Malloy flew across the country and, on no sleep, got to the team hotel just before the first bus was heading to the ballpark.
“When we got to the field, we let him know he was going to be active and leading off,” manager AJ Hinch said. “I don’t know what hit him the hardest, the being active part, that he was DH-ing or that he was leading off.”
All of the above.
Malloy stepped into the box at 6:40 p.m. Pacific time and slammed a 376-foot double to the wall in right-center and he scampered home on a broken-bat single by Kerry Carpenter.

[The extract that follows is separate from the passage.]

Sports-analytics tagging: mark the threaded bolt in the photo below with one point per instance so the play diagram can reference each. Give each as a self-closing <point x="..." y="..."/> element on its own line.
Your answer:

The merry-go-round was just getting rolling. Carpenter was thrown out trying to steal but Riley Greene followed with a bullet homer to left field. The ball left his bat at 110.8 mph.
Spencer Torkelson singled, Colt Keith walked and with two outs, Dillon Dingler and Trey Sweeney delivered RBI singles. Javier Baez, batting ninth, capped the outburst with a two-strike, two-run double off the fence in left.
The Tigers hadn’t put up a six-spot in the first inning on the road since 2008.
Malloy walked his next two times up and scored another run. Again he was chased home by Carpenter, who delivered a two-out double in the third.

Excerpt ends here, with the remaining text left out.